A paixão segundo G.H., de Clarice Lispector

 


"(...) se eu for adiante nas minhas visões fragmentárias, o mundo inteiro terá que se transformar para eu caber nele."

    É notório de ler Clarice Lispector é uma atividade difícil. E é igualmente notório que ler Clarice Lispector não convida críticas ou avaliações. Um livro como este não é como qualquer outro, ele não se preocupa em se organizar para caber em você, leitor, nem em lógicas idealizadas de uma literatura convencional. Para ler Clarice, é preciso, como ela diz, ser uma "pessoa de alma já formada". Seja lá o que isso signifique.
    O enredo desse livro pouco importa, ele some ao longo da leitura e reaparece de vez em quando para nos lembrar que havia uma pequena lógica por traz de algo nesse mundo, mas essa lógica se desmancha diante de nós quando tentamos observá-la de perto, agarrá-la, fazer dela objeto. G. H., mulher rica, artista, em um dia qualquer, após demitir sua empregada Janair, decide limpar o fatídico quarto da empregada em sua casa. Desde essa declaração, percebe-se que, apesar de profundamente intimista e existencial, Clarice não deixa passarem despercebidas dinâmicas sociais que moldam nossa sociedade. O quarto de empregada não somente existe, como é o espaço que desperta em G. H. toda uma espiral de reflexões que a refazem enquanto indivíduo.
    Ao deparar-se com o quarto completamente limpo, contrariando suas expectativas, G. H. encontra um registro na parede de algo que parece ser um retrato dela. Nesse momento, sente-se dominada pelo choque da descoberta de ser percebida por alguém, de ser fragmentada pelas suas tantas versões de um eu que parecia unificado. Ela pensa em sua valise, grafada com suas iniciais, registro tão simples e coerente de uma pessoa que agora se deparava com tal complexidade e incoerência sobre si. E é bem nesse momento que ela se depara com a principal fonte de toda sua modificação: uma barata.

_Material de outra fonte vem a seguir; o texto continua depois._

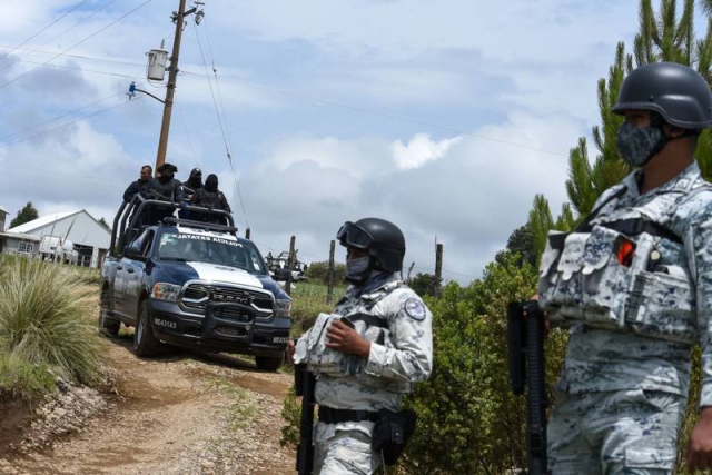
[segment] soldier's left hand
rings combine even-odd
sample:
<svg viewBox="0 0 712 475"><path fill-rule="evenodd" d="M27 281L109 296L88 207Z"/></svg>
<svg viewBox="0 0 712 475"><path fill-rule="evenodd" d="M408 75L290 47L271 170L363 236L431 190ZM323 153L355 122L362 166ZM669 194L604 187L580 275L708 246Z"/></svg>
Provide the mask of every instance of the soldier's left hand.
<svg viewBox="0 0 712 475"><path fill-rule="evenodd" d="M326 336L328 337L325 343L327 347L368 358L370 342L345 323L340 320L332 321L332 325L326 329Z"/></svg>
<svg viewBox="0 0 712 475"><path fill-rule="evenodd" d="M698 423L690 435L688 447L688 469L712 468L712 407L703 407Z"/></svg>

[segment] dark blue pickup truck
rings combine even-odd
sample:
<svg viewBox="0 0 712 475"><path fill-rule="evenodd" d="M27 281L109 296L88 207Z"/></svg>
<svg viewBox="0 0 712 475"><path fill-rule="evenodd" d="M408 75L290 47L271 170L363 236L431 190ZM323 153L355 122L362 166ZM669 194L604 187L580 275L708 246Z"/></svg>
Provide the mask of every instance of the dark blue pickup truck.
<svg viewBox="0 0 712 475"><path fill-rule="evenodd" d="M169 204L135 201L117 214L112 254L101 267L100 330L116 336L121 323L135 327L138 356L169 344L255 355L258 368L276 370L289 339L291 300L257 247L237 236L231 216L225 214L227 225L174 217L146 224L151 206Z"/></svg>

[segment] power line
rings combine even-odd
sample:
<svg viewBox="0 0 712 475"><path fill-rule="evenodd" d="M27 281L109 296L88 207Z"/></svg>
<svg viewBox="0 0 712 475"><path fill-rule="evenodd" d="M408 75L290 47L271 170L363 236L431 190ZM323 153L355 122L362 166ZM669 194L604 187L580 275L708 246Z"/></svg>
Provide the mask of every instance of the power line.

"Era isso - era isso então. É que eu olhara a barata viva e nela descobria a identidade de minha vida mais profunda."

    Acontece que, como eu falei, o enredo importa pouco para este livro. Importa pouco e ao mesmo tempo importa até demais, é algo que eu parecia tentar agarrar com as unhas ao longo da leitura, uma forma de trazer algum sentido para tantas reflexões. Mas era como tentar agarrar um rio.
    Esse livro me parece ser menos um romance ou algum gênero comum da literatura. Me pareceu, na verdade, ser um ensaio complexo e confuso sobre como a realidade e a identidade não são objetos sólidos e podem ser levadas ao chão e reerguidas com tal facilidade quanto se mata uma barata. As ações humanas, as interpretações daquilo que acontece ao nosso redor, são apenas nossas tentativas tolas e perdidas de compreender o incompreensível. Com esse livro, Clarice desafia toda a lógica literária, todas as noções de sentido e razão que futilmente a humanidade tenta construir com tantas certezas. As epifanias constantes, o instante-já e todas as clássicas marcas claricianas nos levam em uma aventura difícil, confusa e muitas vezes incompreensível em busca de um eu insólito, fragmentado e fantasmagórico. 
    Clarice parece, através dessa narrativa, construir uma tese a respeito de algo que une toda a humanidade, ou até mesmo todos os seres vivos, por todos os lugares e tempos simultaneamente. Para ela, tudo está acontecendo a todo momento, e não há passado, presente ou futuro.

"Não te assustes como estou assustada: não pode ser ruim ter visto a vida no seu plasma. É perigoso, é pecado, mas não pode ser ruim porque nós somos feitos desse plasma.
(...) Ouve, por eu ter mergulhado no abismo é que estou começando a amar o abismo de que sou feita."